What I didn’t realize then, was that I was hoping for selfish wants… and God had a different plan. You see, we were a wonderful couple, but we weren’t the best together. God desires the best for each of us.

What was God’s idea of square one? It was letting him go- completely… cutting all ties with him so that we could both move forward in different directions.

Yes, there was a level of restoration with him. Forgiveness on both parts was necessary in order to keep bitterness from creeping into our hearts. Now I see him in my mind’s eye as my brother in Christ- nothing more… nothing less.

We’ve both moved on… he found his soul mate in another and I am in the process of discovering if I have found mine. In each case, we are better matched and blessed with Christ seeking people who encourage us on our walks with Christ… and I’m sure that each relationship is flowing more smoothly.

God knew what he was doing in our lives…

… we just needed to go back to square one.


    James 1 NASB
    [16] Do not be deceived, my beloved brethren.
    [17] Every good thing given and every perfect gift is from above, coming down from the Father of lights, with whom there is no variation or shifting shadow.


I am completely trusting in the Lord.

Love always,

Rachel
Post #: 93
RE: ~ The Journey ~ - 8/11/2006 9:49:37 AM   
AlwaysR8chel


Posts: 4340
Joined: 4/11/2005
Status: offline
All is Well…

The moon. A quiet reflection of God’s beauty and strength. It hangs in the night sky- a gift for all to see… but it is a gift only for those who choose to let their eyes wander upwards. The gift is in the contemplation of its Maker…

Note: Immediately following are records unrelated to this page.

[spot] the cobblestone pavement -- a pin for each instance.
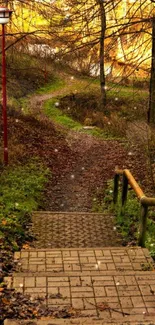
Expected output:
(105, 283)
(56, 230)
(101, 285)
(84, 260)
(79, 321)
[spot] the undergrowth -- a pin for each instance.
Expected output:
(52, 109)
(55, 85)
(127, 219)
(20, 194)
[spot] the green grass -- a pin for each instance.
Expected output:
(20, 193)
(52, 86)
(128, 220)
(57, 115)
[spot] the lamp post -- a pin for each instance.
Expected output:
(5, 15)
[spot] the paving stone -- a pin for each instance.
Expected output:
(103, 282)
(78, 229)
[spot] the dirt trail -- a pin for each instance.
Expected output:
(81, 164)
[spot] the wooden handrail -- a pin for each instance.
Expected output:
(144, 200)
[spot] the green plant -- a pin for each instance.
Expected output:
(52, 86)
(58, 116)
(128, 219)
(20, 194)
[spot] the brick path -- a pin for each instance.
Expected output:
(57, 230)
(103, 285)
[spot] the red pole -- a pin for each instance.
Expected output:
(4, 97)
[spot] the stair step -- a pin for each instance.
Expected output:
(72, 230)
(87, 261)
(82, 321)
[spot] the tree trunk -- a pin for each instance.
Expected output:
(151, 110)
(102, 73)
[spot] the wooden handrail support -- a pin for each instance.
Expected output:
(144, 200)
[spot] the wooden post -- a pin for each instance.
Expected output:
(151, 110)
(124, 193)
(124, 190)
(143, 225)
(116, 183)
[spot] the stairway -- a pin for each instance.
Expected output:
(101, 284)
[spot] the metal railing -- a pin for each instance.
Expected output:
(145, 201)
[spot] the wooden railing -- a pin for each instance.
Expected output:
(145, 201)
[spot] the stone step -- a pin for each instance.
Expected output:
(89, 261)
(102, 295)
(72, 230)
(82, 321)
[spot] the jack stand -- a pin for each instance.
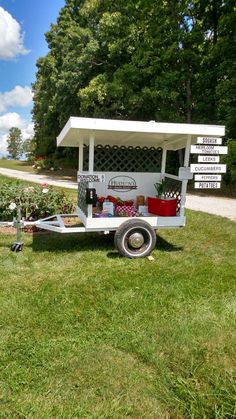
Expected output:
(17, 246)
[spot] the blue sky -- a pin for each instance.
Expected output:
(23, 24)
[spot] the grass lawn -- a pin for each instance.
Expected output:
(88, 334)
(24, 166)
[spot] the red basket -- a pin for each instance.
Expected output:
(163, 207)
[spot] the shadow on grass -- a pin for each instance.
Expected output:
(164, 246)
(55, 242)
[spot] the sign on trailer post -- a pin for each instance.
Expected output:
(208, 168)
(208, 159)
(215, 178)
(207, 185)
(209, 140)
(208, 149)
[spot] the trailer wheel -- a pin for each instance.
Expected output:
(135, 239)
(16, 247)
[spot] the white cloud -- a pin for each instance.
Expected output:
(19, 96)
(11, 38)
(11, 119)
(8, 121)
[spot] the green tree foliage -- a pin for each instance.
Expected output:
(28, 148)
(165, 61)
(14, 143)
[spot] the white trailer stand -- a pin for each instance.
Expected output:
(134, 236)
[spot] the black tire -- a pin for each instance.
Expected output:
(135, 239)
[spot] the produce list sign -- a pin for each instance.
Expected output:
(207, 171)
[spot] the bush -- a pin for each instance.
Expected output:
(35, 201)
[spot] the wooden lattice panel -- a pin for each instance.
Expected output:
(125, 159)
(173, 190)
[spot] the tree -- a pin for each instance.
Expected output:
(14, 141)
(145, 60)
(28, 148)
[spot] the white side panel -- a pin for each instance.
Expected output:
(113, 223)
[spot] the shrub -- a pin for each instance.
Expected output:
(36, 202)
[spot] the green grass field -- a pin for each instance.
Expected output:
(25, 166)
(86, 333)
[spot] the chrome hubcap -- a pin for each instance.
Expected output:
(136, 240)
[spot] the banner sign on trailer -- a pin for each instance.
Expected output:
(207, 185)
(208, 177)
(208, 168)
(208, 159)
(209, 140)
(98, 177)
(208, 149)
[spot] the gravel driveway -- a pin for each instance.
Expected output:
(225, 207)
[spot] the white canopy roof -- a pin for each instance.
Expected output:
(133, 133)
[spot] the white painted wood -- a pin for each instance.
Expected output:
(136, 133)
(112, 223)
(208, 149)
(81, 155)
(208, 168)
(91, 153)
(163, 161)
(185, 181)
(144, 181)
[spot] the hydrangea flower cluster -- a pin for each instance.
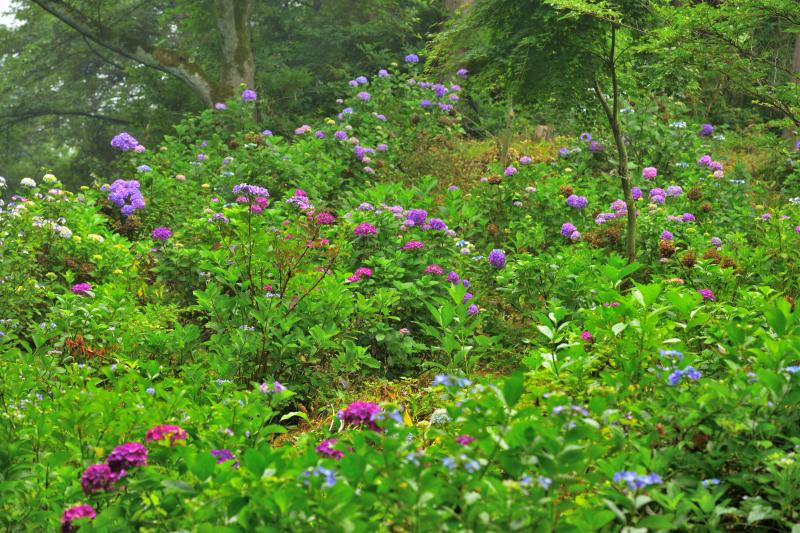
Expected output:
(636, 481)
(161, 234)
(359, 273)
(361, 414)
(124, 141)
(497, 258)
(126, 194)
(325, 449)
(577, 202)
(81, 288)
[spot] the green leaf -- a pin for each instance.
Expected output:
(513, 388)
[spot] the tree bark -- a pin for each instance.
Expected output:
(622, 154)
(238, 66)
(236, 53)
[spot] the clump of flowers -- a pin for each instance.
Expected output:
(175, 434)
(326, 449)
(497, 258)
(649, 173)
(364, 229)
(126, 194)
(578, 202)
(128, 455)
(636, 481)
(75, 513)
(162, 233)
(434, 269)
(99, 477)
(359, 273)
(707, 294)
(124, 141)
(689, 372)
(361, 414)
(81, 288)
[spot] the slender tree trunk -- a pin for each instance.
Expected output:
(788, 132)
(619, 141)
(505, 139)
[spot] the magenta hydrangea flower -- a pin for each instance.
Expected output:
(224, 455)
(75, 513)
(364, 229)
(361, 414)
(175, 434)
(162, 234)
(99, 477)
(497, 258)
(434, 269)
(577, 202)
(567, 229)
(128, 455)
(326, 449)
(124, 142)
(707, 294)
(325, 218)
(417, 216)
(464, 440)
(81, 288)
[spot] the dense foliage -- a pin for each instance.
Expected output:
(367, 322)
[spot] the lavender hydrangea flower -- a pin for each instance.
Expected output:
(497, 258)
(124, 142)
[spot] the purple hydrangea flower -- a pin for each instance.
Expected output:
(361, 414)
(497, 258)
(162, 234)
(249, 95)
(128, 455)
(124, 142)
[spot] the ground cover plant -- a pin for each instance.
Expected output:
(346, 327)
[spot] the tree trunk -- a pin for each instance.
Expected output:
(622, 154)
(788, 132)
(236, 54)
(505, 140)
(238, 66)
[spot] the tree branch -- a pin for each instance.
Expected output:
(167, 61)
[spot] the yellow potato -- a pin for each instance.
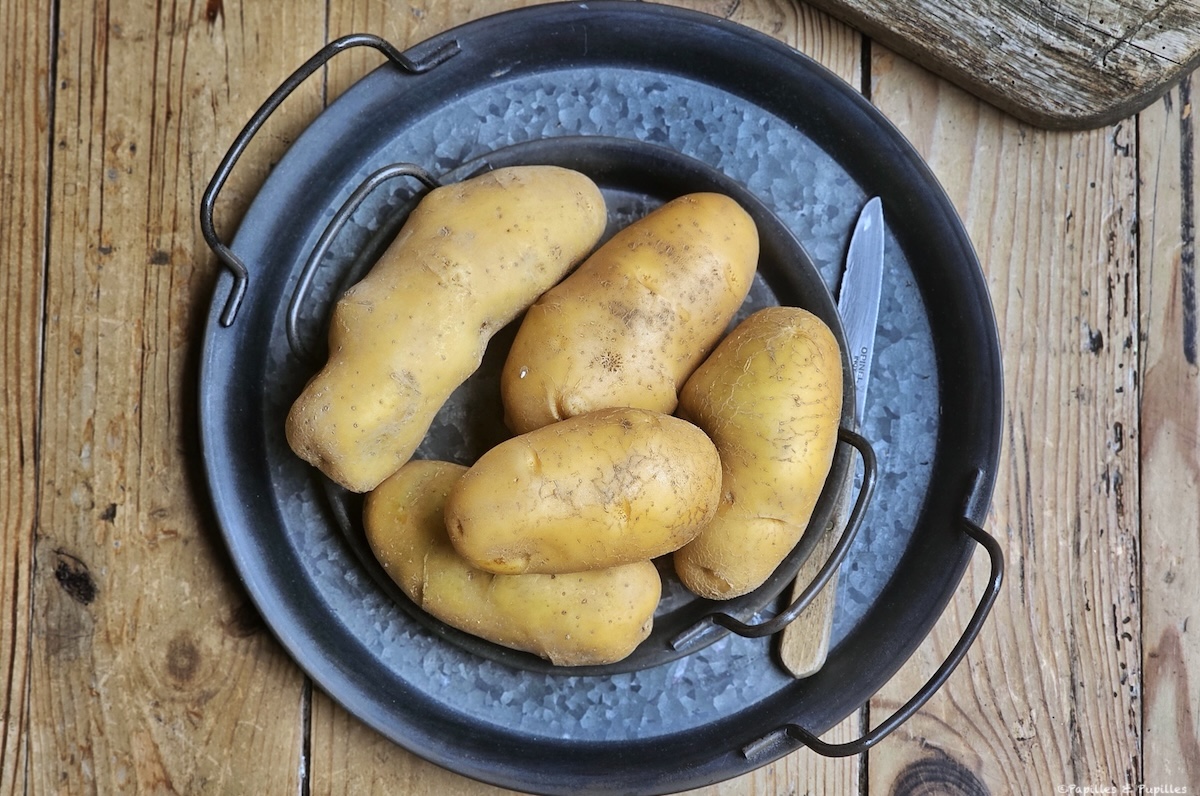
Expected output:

I’ve been thankful for this gift the last few mornings. I watched as the moon waxed into an awesome show of fullness- bringing light into the darkness. This morning it is gently waning and soon, the darkness will have its way again.

As I gaze upon the moon, I am reminded of God’s splendor and of the plans he has for us. I am reminded of his strength and his awesome knack for handling even the smallest of details in our lives. I am reminded of his complete and absolute love for me… and for you.

I have chosen to trust another with my heart… yet, the older I get, the more difficult this becomes. Flashbacks of broken trust tumble through my mind like a fall leaf carried by the wind… tossed to and fro at random.

… and as I pray about this new trust, I find that my trust in others must be rooted in my trust for God and his plan for my life. My reflections tell me that others will make choices that may hurt me, but God is my Rock… the Source of my strength… and all is well.

All is well… through the pain, through the storms and through the abundant promises of joy.

God will not leave me. He will not forsake me... and this is all I need to know. I stand on the promises of God as I choose to give my heart to another…

Love always,

Rachel

    1 Chronicles 28 NASB
    [20] Then David said to his son Solomon, "Be strong and courageous, and act; do not fear nor be dismayed, for the LORD God, my God, is with you. He will not fail you nor forsake you until all the work for the service of the house of the LORD is finished.